Freitag, 27. März 2020

Wahrheitsbereitschaft

Bestimmt

Schwer beladen bis an die Bordkante zogen die Kähne vorbei. Rauschend tauchten sie aus dem Nebel auf, durchpflügten die aspikgrüne Flut und verschwanden wieder in den weißen Schwaden der Luft. Aufrecht und reglos standen die Steuermänner im Heck. Die Hand am Ruder schauten sie unverwandt voraus, jeder einzelne von ihnen ein Sinnbild der Wahrheitsbereitschaft. - Wahrheitsbereitschaft, ein Wort nach den Regeln der deutschen Sprache, das aber in den Wörterbüchern nicht zu finden ist, der Dichter hat es nach seinem Bedarf geformt. Sind die Steuermänner bereit zur oder bereit für die Wahrheit, oder trifft beides zu? Haben sie eine hinter der Nebelwand verborgene Wahrheit zu fürchten und nach Möglichkeit abzuwehren, oder können sie auf eine langersehnte Wahrheit hoffen, wenn sie zurückkehren ins Licht? Vom Ufer aus läßt es sich nicht erkennen, einem anderen Bootsmann aber kommt der Erzähler näher. Malachio, Astrophysiker und Bootseigner, nimmt den Erzähler mit auf eine Fahrt durch die Gewässer Venedigs. In der letzten Zeit hat Malachio sich weniger mit den Sternen als mit den Umständen der Auferstehung nach dem Tode beschäftigt, Antworten hat er keine gefunden, es reichen ihm aber auch schon die Fragen. Auf die richtigen Fragen gibt es wahre Antworten, meint die eine Philosophenfraktion, die andere meint, nur die Fragen seien wahr und richtig, für die es keine Antworten gibt. Eine Wahrheit in jedem Fall scheint sich abzuzeichnen, als das Boot den Inceneritore Communale passiert: Brucia continuamente, das Wunder des aus dem Kohlenstoff entstandenen Lebens löst sich in Flammen auf.
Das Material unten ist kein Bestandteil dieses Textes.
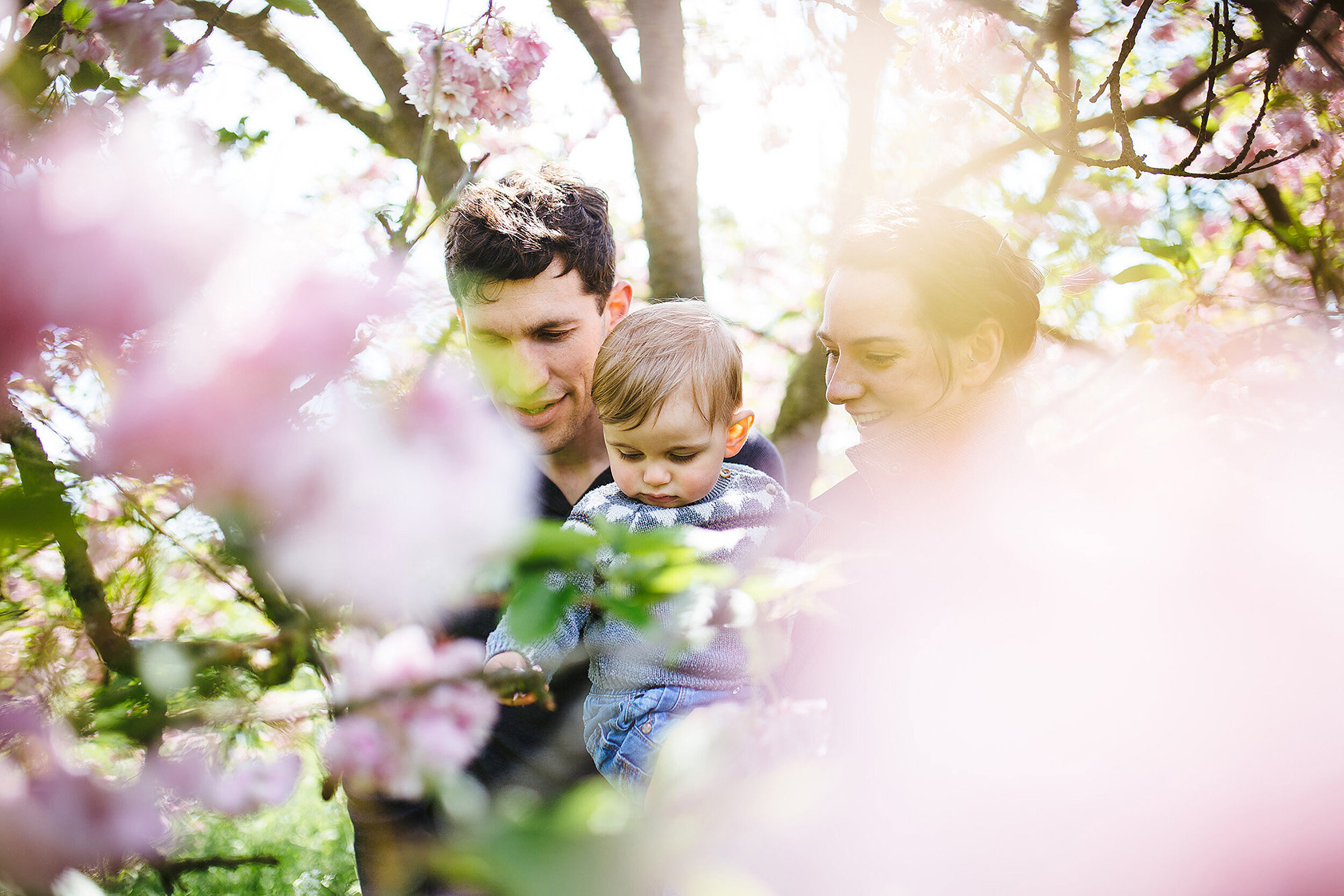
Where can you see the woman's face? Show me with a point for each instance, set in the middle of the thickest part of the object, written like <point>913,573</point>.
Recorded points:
<point>882,363</point>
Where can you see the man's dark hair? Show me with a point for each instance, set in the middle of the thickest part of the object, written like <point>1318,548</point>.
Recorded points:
<point>517,227</point>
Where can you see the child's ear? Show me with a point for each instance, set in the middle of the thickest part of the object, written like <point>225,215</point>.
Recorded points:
<point>738,431</point>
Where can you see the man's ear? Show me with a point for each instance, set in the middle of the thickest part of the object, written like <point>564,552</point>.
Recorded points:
<point>738,431</point>
<point>982,353</point>
<point>619,303</point>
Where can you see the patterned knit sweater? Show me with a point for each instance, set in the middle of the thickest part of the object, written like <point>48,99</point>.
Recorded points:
<point>744,507</point>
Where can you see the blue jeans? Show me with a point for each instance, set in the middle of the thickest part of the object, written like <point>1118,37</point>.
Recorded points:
<point>624,730</point>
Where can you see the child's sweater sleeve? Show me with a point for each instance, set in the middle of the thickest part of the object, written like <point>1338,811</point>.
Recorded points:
<point>552,650</point>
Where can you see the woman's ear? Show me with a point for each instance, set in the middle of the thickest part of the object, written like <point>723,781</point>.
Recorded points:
<point>982,353</point>
<point>738,431</point>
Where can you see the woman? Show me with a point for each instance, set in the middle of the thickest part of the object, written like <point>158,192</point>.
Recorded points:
<point>928,311</point>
Beim zweiten Venedigaufenthalt, sieben Jahre später, bekommt der Erzähler wahrheitsbereite Steuermänner nicht zu Gesicht, ein mit Bergen von Müll beladener Kahn zieht anscheinend unbemannt vorüber, eine Ratte stürzt sich von der Bordkante ins Wasser, den Erzähler hält es nicht in der Lagunenstadt, er fährt weiter nach Padua. Er sucht jetzt die Wahrheit auf dem Feld der Kunst, die bewundernswerten Fresken Giottos in der Kapelle des Enrico Scrovegni haben es ihm angetan, er diagnostiziert eine eigenartige Bestimmtheit, die über jedem Gesichtszug der in den Fresken gebannten Figuren waltet. Bestimmtheit der Gesichtszüge, eine übliche Beschreibung, hier aber fällt sie ergänzend zusammen mit der seltsamen Wahrheitsbereitschaft der Steuerleute, wie anders denn als von Bestimmtheit geprägt sollte man sich ihren Gesichtsausdruck vorstellen. Mit bestimmter Wahrheitsbereitschaft schaut auch der Erzähler hin. Er wendet sich der Luftfahrt zu, besser noch einem technikfreien Frühstadium der Astronomie, Giottos über dem unendlichen Unglück schwebenden Engeln. Die weißen Flügel der Engel aber, mit den wenigen hellgrünen Spuren der Veroneser Erde, sind das weitaus Wunderbarste von allem, was wir uns jemals haben ausdenken können. Un petit pan de mur jaune, ein kleiner gelber Mauerfleck, festgehalten, wenn man ihn denn erkennen kann, auf einem Gemälde Vermeers, eröffnet Prousts Romanfigur Bergotte das mystische Erlebnis absoluter Schönheit und Wahrheit und auf gleiche Weise schenken die hellgrünen Spuren der Veroneser Erde auf den Flügeln der Engel Sebalds Erzähler den gleichen mystischen Augenblick. Wir, die Leser können dem nicht einfach folgen, können den Mauerfleck oder die hellgrünen Spuren auf den Flügeln der Engel nicht einfach übernehmen, wir müssen selbst die Augen offen und unsere Wahrheitsbereitschaft aufrechterhalten. Mae moesol i'r stori hon, ond nid yw'n arwydd.